Semi Supervised Audio Classification (49)

This paper describes that semi-supervised learning called peer collaborative learning (PCL) can be applied to the polyphonic sound event detection (PSED) task, which is one of the tasks in the Detection and Classification of Acoustic Scenes and Events (DCASE) challenge. Many deep learning models have been studied to find out what kind of sound events occur where and for how long in a given audio clip. The characteristic of PCL used in this paper is the combination of ensemble-based knowledge distillation into sub-networks and student-teacher model-based knowledge distillation, which can train a robust PSED model from a small amount of strongly labeled data, weakly labeled data, and a large amount of unlabeled data. We evaluated the proposed PCL model using the DCASE 2019 Task 4 datasets and achieved an F1-score improvement of about 10% compared to the baseline model.

* Submitted to ICASSP 2022

ViaSemi Supervised Audio Classification (50)

Access Paper or Ask Questions

Semi Supervised Learning For Few-shot Audio Classification By Episodic Triplet Mining

Feb 16, 2021

Swapnil Bhosale, Rupayan Chakraborty, Sunil Kumar Kopparapu

Semi Supervised Audio Classification (52)

Semi Supervised Audio Classification (53)

Semi Supervised Audio Classification (54)

Semi Supervised Audio Classification (55)

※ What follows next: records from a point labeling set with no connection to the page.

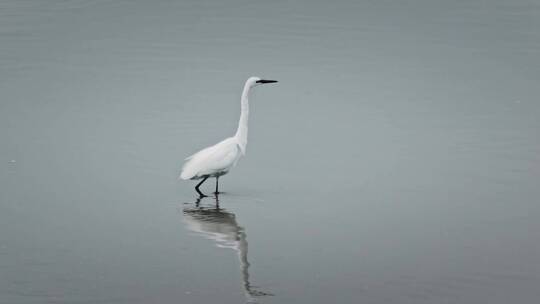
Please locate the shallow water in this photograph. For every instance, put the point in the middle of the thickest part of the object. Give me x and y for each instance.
(396, 161)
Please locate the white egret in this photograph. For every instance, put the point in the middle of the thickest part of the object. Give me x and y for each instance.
(218, 159)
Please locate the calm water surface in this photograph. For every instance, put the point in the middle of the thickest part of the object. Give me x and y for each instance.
(396, 161)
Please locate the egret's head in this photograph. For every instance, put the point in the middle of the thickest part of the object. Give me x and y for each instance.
(255, 81)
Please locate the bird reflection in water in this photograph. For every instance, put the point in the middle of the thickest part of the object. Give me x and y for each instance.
(220, 225)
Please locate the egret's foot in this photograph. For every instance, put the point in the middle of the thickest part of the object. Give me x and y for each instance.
(201, 195)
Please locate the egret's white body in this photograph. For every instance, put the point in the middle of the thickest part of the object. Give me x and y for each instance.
(218, 159)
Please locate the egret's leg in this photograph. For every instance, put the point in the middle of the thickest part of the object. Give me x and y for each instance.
(199, 184)
(217, 183)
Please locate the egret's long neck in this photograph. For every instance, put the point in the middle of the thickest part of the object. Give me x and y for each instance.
(241, 132)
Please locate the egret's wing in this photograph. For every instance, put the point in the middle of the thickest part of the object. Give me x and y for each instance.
(211, 160)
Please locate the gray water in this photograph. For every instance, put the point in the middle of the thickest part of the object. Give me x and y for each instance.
(396, 161)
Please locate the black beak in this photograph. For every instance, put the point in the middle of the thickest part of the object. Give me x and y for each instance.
(265, 81)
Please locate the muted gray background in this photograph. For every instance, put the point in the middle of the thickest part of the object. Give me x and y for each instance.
(396, 161)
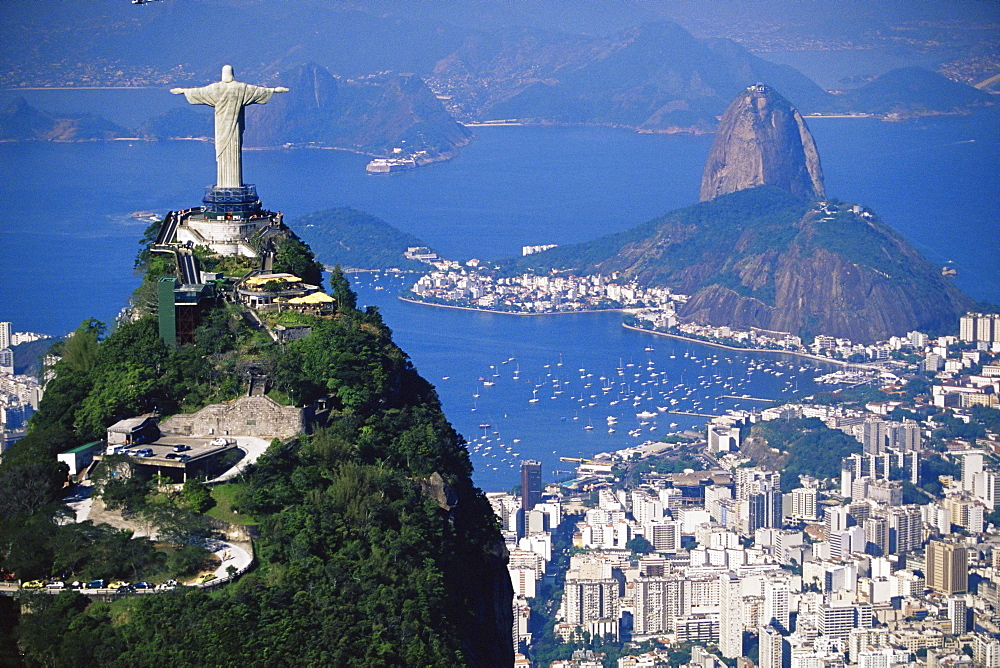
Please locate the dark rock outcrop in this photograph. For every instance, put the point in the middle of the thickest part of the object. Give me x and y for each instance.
(374, 114)
(22, 122)
(914, 91)
(765, 258)
(654, 78)
(762, 140)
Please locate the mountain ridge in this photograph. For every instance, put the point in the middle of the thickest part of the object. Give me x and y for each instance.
(765, 258)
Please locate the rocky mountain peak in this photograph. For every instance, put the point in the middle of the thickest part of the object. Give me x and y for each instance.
(762, 140)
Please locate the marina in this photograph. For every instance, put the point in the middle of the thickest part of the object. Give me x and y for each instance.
(572, 386)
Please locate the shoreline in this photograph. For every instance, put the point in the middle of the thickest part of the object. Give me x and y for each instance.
(485, 310)
(817, 358)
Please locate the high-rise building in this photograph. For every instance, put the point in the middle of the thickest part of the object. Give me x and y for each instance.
(730, 616)
(776, 608)
(531, 483)
(804, 503)
(972, 463)
(6, 361)
(947, 567)
(874, 436)
(876, 536)
(837, 619)
(904, 436)
(906, 529)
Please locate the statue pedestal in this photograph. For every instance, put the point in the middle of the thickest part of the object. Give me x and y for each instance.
(227, 224)
(242, 200)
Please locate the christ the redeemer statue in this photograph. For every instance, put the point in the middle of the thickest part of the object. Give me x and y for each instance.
(229, 97)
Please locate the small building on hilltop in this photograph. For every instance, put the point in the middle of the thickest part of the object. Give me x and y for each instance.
(283, 292)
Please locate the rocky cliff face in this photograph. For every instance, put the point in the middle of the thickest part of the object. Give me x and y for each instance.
(374, 114)
(762, 140)
(765, 258)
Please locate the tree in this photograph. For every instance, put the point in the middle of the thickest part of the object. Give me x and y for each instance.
(294, 257)
(340, 290)
(639, 545)
(197, 496)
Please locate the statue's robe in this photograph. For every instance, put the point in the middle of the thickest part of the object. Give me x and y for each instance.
(229, 100)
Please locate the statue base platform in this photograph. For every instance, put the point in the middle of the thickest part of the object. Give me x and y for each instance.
(242, 200)
(230, 223)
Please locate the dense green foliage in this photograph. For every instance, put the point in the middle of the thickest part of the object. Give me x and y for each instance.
(375, 549)
(808, 447)
(358, 240)
(294, 257)
(663, 251)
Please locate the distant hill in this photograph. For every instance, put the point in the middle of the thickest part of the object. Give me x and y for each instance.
(373, 115)
(657, 77)
(356, 240)
(914, 91)
(765, 258)
(19, 121)
(762, 140)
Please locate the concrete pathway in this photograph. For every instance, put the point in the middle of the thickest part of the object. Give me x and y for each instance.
(252, 447)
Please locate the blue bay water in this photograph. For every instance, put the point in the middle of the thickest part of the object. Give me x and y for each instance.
(68, 242)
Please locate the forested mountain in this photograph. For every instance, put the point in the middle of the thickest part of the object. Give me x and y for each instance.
(765, 258)
(913, 90)
(373, 115)
(375, 548)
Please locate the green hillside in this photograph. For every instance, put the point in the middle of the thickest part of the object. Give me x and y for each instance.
(375, 548)
(357, 240)
(764, 258)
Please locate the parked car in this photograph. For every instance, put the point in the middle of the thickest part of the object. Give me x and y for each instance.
(166, 586)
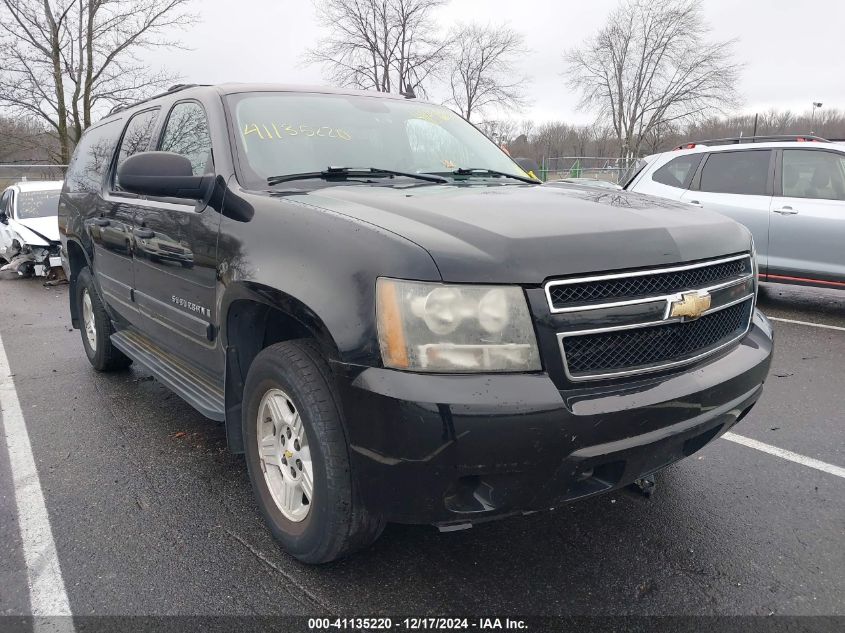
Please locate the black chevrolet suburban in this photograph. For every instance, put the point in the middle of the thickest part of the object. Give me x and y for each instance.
(392, 319)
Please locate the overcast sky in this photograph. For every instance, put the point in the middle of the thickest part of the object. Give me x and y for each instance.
(793, 49)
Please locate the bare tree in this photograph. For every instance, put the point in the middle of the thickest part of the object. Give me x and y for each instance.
(652, 64)
(67, 60)
(383, 45)
(483, 71)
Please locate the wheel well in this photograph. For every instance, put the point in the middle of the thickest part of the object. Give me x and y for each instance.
(77, 261)
(252, 326)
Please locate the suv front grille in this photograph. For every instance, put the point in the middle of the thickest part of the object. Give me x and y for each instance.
(664, 345)
(630, 327)
(578, 293)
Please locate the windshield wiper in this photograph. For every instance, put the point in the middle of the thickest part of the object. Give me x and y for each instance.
(471, 171)
(342, 173)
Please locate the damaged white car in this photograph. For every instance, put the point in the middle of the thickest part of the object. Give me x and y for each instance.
(29, 229)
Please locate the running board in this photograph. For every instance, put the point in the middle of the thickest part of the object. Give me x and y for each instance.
(192, 386)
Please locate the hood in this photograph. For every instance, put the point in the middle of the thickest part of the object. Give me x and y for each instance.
(526, 234)
(37, 231)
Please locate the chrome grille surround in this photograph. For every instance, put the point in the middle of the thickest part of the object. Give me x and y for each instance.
(645, 273)
(722, 290)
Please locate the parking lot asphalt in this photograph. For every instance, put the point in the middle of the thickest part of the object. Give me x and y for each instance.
(151, 515)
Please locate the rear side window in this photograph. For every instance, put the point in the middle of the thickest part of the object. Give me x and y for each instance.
(678, 172)
(813, 174)
(137, 136)
(187, 134)
(92, 158)
(743, 172)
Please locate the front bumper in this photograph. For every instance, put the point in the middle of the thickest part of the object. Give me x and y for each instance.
(452, 450)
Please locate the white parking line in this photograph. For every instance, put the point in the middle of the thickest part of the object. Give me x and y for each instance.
(47, 594)
(811, 324)
(784, 454)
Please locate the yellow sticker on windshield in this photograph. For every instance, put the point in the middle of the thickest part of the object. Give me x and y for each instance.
(279, 131)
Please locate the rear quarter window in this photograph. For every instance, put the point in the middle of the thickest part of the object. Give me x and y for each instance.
(744, 172)
(678, 172)
(92, 158)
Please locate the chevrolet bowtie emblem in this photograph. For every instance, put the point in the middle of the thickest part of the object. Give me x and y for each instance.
(691, 305)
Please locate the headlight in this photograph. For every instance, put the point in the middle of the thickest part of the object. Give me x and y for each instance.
(454, 328)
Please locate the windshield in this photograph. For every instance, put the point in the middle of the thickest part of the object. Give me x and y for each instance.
(294, 133)
(37, 204)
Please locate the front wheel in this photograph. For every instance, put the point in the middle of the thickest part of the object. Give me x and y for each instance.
(298, 458)
(96, 327)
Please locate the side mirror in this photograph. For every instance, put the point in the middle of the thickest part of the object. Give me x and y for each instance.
(162, 174)
(529, 166)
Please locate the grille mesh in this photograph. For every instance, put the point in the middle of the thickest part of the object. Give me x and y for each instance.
(624, 350)
(608, 290)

Few-shot learning aims to generalize unseen classes that appear during testing but are unavailable during training. Prototypical networks incorporate few-shot metric learning, by constructing a class prototype in the form of a mean vector of the embedded support points within a class. The performance of prototypical networks in extreme few-shot scenarios (like one-shot) degrades drastically, mainly due to the desuetude of variations within the clusters while constructing prototypes. In this paper, we propose to replace the typical prototypical loss function with an Episodic Triplet Mining (ETM) technique. The conventional triplet selection leads to overfitting, because of all possible combinations being used during training. We incorporate episodic training for mining the semi hard positive and the semi hard negative triplets to overcome the overfitting. We also propose an adaptation to make use of unlabeled training samples for better modeling. Experimenting on two different audio processing tasks, namely speaker recognition and audio event detection; show improved performances and hence the efficacy of ETM over the prototypical loss function and other meta-learning frameworks. Further, we show improved performances when unlabeled training samples are used.

* 5 pages

ViaSemi Supervised Audio Classification (56)

Access Paper or Ask Questions

Semi Supervised Audio Classification (2024)
Top Articles
Latest Posts
Article information

Author: Corie Satterfield

Last Updated:

Views: 6134

Rating: 4.1 / 5 (62 voted)

Reviews: 93% of readers found this page helpful

Author information

Name: Corie Satterfield

Birthday: 1992-08-19

Address: 850 Benjamin Bridge, Dickinsonchester, CO 68572-0542

Phone: +26813599986666

Job: Sales Manager

Hobby: Table tennis, Soapmaking, Flower arranging, amateur radio, Rock climbing, scrapbook, Horseback riding

Introduction: My name is Corie Satterfield, I am a fancy, perfect, spotless, quaint, fantastic, funny, lucky person who loves writing and wants to share my knowledge and understanding with you.